Para Mu Xiang, cocinar y saltear platos era pan comido, acostumbrada a las dificultades desde la infancia. Sin embargo, desconcertada, preguntó: «Tao Hua, te dije que tu familia tiene una buena posición económica. ¿Por qué no contratas a una empleada doméstica? Tu casa es enorme y nadie la limpia; es un desastre total».
—Teníamos criadas, claro que sí —dijo Tao Hua, alargando las palabras con una sonrisa pícara—, pero... me deshice de todas. Jaja, no me gustan esas mujeres que intentan robarme a mi padre; un poco de suciedad no importa.

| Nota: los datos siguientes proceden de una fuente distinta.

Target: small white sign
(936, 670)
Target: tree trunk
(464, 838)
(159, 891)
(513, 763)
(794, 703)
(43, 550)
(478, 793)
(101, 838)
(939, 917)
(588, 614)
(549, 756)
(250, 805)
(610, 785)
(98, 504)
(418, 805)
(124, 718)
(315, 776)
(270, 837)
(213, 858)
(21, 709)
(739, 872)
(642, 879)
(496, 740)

Zhuo Jiasi respondió pellizcándole el hombro, fingiendo regañarla: "Pequeña bribona. Tu padre sí que ha tenido problemas para criar a una hija tan preciosa".
—Está bien, está bien —dijo Mu Xiang, poniéndose de pie, atándose el delantal al cuello—. Entonces iré a cocinar para las dos señoritas.
Mu Xiang era realmente hábil; en un abrir y cerrar de ojos, preparó varios platos deliciosos. Zhuo Jiasi dudó antes de llamar a la puerta de Wu Qiuyang y preguntarle si quería comer. Pero no hubo respuesta desde dentro; en cambio, el sonido de las canicas la inquietó.
Los tres lo ignoraron y comenzaron a comer juntos con alegría.
51
Era muy tarde y el padre de Tao aún no había regresado. Los tres tenían pensado quedarse despiertos hasta tarde, pero después de ver solo dos películas, Tao Hua y Mu Xiang se durmieron agotados. Zhuo Jiasi se quedó solo frente al ordenador, intentando no reírse con las películas de comedia.
Su alegría se vio interrumpida abruptamente por un mensaje de QQ: ¡el avatar de Su Mu se había iluminado de nuevo! El corazón de Zhuo Jiasi se encogió y abrió el mensaje con manos temblorosas. El mensaje decía: «Jiasi, ¿estás bien? Te echo de menos».
Zhuo Jiasi se enfureció y respondió directamente al mensaje: "¿Quién eres? ¿Por qué me mentiste?".
Pero la otra persona no respondió a la pregunta. En cambio, envió casualmente una carita sonriente y dijo: "Jiasi, iré a verte esta noche. Recuerda esperarme...".
¡Esta noche! ¿Quién podría estar tramando esta broma? Zhuo Jiasi estaba a punto de volverse loca. Entró furiosa en la sala y bebió un poco de agua a solas. No llevaba ni un minuto sentada cuando de repente vio una sombra pasar velozmente por la ventana. Se puso de pie en alerta, con las manos sudorosas, agarrando la taza. Justo cuando estaba a punto de abrir la ventana para ver qué sucedía, oyó el maullido de un gato que venía de la habitación de Wu Qiuyang. Miró la puerta cerrada, sin atreverse a abrirla, y aceleró el paso hacia la habitación de Tao Hua.
Sección 76: Capítulo Ocho - Los gritos del gato (9)
Pero justo cuando llegaba a la puerta, vio una sombra que salía apresuradamente por la ventana, dejando un cuchillo apuntando a la cabeza de Tao Hua.